Vendredi sur Mer a envoûté une Cigale sold out hier soir. Trois ans après son dernier passage, elle signe un retour aussi doux qu’intense, entre ses tubes et les titres de son nouvel album « Malabar Princess ». On vous raconte tout dans notre report. 

On arrive cinq minutes avant son entrée en scène. Autant dire qu’on a loupé la première partie, on retrouve seulement une salle déjà pleine, vibrante, compacte, prête. On se fraie un chemin jusqu’à la fosse, juste devant la scène, au pied de ces immenses drapés blancs qui ressemblent à la fois à des sommets, à des vagues immobiles ou à un rideau d’hiver. Tout semble attendre avec nous. À 21h, la Cigale bascule dans le sombre, et un cri unique, puissant, traverse la foule.

Les racines en guise de lumière

Vendredi sur Mer apparaît, silhouette noire barrée de « the elephant in the room », comme au Festival Transe Atlantique où nous l’avions rencontrée. À ses côtés, Louis et Christo, familiers mais toujours prêts à surprendre. « Monochrome » ouvre le bal avec sa retenue élégante, puis « Encore ». On sent chez elle une joie franche, presque soulagée : « Bonsoir Paris. »

Dans la fosse, on voit ses expressions, les nuances de sa voix, les regards rapides qu’elle lance à ses musiciens, cette manière de communiquer sans mots.

Sur « Tout résonne », Louis passe du clavier à la guitare, matérialisant cette direction plus organique qu’elle évoquait cet été : « plus de guitare, plus de batterie, quelque chose de plus rock ». Puis « Chewing-gum » : instant de communion pure. La Cigale chante à l’unisson, comme un seul corps. Elle sourit, presque impressionnée : « Ça fait 3 ans qu’on n’a pas joué à Paris… merci d’avoir rempli cette salle. »

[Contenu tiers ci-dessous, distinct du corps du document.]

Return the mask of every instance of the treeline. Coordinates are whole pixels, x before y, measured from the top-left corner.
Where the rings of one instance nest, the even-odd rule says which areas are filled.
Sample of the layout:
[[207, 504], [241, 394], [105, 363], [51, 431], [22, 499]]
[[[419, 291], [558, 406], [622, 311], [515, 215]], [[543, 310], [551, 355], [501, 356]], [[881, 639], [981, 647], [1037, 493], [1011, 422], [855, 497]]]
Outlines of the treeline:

Quand la fragilité devient scène

On décide de prendre un peu de hauteur, de regarder la suite depuis l’orchestre. De là, la scénographie ressemble encore davantage à une chaîne de montagnes, celles qu’elle évoquait à Saintes, celles où Malabar Princess est née, quand une chanson écrite à Montréal lui a soufflé : « Il faut que je sois nulle part sauf dans mes montagnes. » Le concert prend alors un tour plus intime.

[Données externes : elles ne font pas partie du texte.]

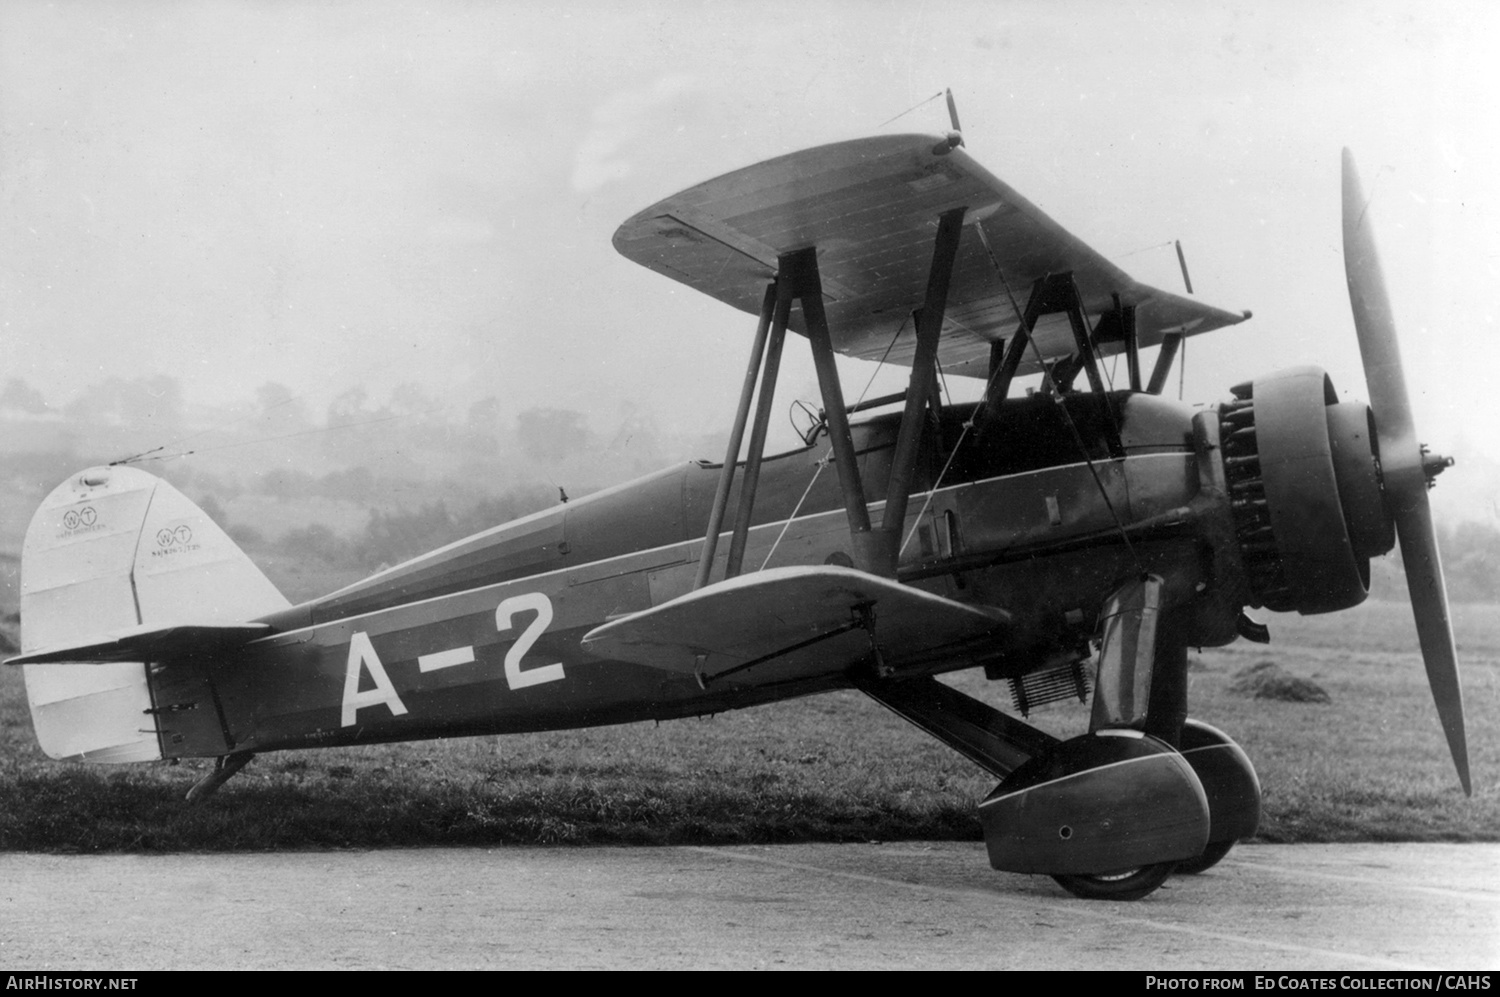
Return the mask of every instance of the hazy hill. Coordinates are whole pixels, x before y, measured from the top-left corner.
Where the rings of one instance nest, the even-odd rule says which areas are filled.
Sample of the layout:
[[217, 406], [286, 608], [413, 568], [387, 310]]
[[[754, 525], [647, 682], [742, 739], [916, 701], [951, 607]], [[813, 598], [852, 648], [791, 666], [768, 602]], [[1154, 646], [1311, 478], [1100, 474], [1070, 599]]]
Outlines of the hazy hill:
[[277, 384], [191, 407], [171, 378], [111, 378], [54, 406], [12, 379], [0, 389], [0, 552], [19, 551], [41, 499], [95, 463], [133, 459], [252, 543], [274, 544], [319, 525], [354, 540], [377, 513], [434, 507], [466, 526], [555, 501], [559, 487], [579, 496], [718, 458], [723, 439], [664, 431], [636, 407], [609, 426], [567, 409], [507, 413], [495, 399], [454, 412], [410, 384], [387, 399], [354, 388], [314, 414]]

« Rien n’a changé » la place seule sous un projecteur rouge ; la salle se fait silence. Puis « Arrêter le temps » illumine la Cigale de milliers de lumières de téléphones. Louis reprend le piano avec une douceur infinie. Chaque mot prend du poids, d’autant que l’on sait, elle nous l’avait confié qu’elle y raconte une relation « pas complètement terminée ». Ce moment-là semble durer plus que trois minutes. Puis vient « Malabar Princess », la chanson-mère. On voit les plis du décor respirer avec elle, comme si ses montagnes intérieures prenaient forme autour du trio.

« Hard » apporte une respiration plus joueuse : Antoine arrive avec une banane à la main, micro improvisé ou gag volontaire, difficile à dire depuis l’orchestre, mais l’effet amuse la salle. S’enchaînent « La femme à la peau bleue », puis « Si t’étais là », son nouveau single coécrit avec Alice et Moi et Dani Terreur. Ce soir, les paroles prennent une résonance particulière : « J’attends que tu reviennes… j’espère des nouvelles… » Elles flottent au-dessus de la foule, comme si chacun y posait un visage, une histoire.

Un au revoir ardent

La dernière ligne droite est une montée rouge et brûlante : »J’irai en enfer », « Écoute chérie » (que tout le monde chante, smartphones levés comme un hommage collectif), puis « Comment tu vas finir », qui éclaire la Cigale d’une lumière sanguine. Les musiciens s’offrent une bataille instrumentale avant de disparaître. Elle revient, saluée comme il se doit, et achève la soirée avec « Les filles du désir ». Louis danse, Christo rayonne, elle sourit, touchée, entourée.

Il est 22h28. On quitte la Cigale en redescendant les escaliers, le cœur un peu serré, comme après avoir passé quelques heures dans un monde où la tendresse, les failles et les sommets intérieurs avaient enfin droit de cité.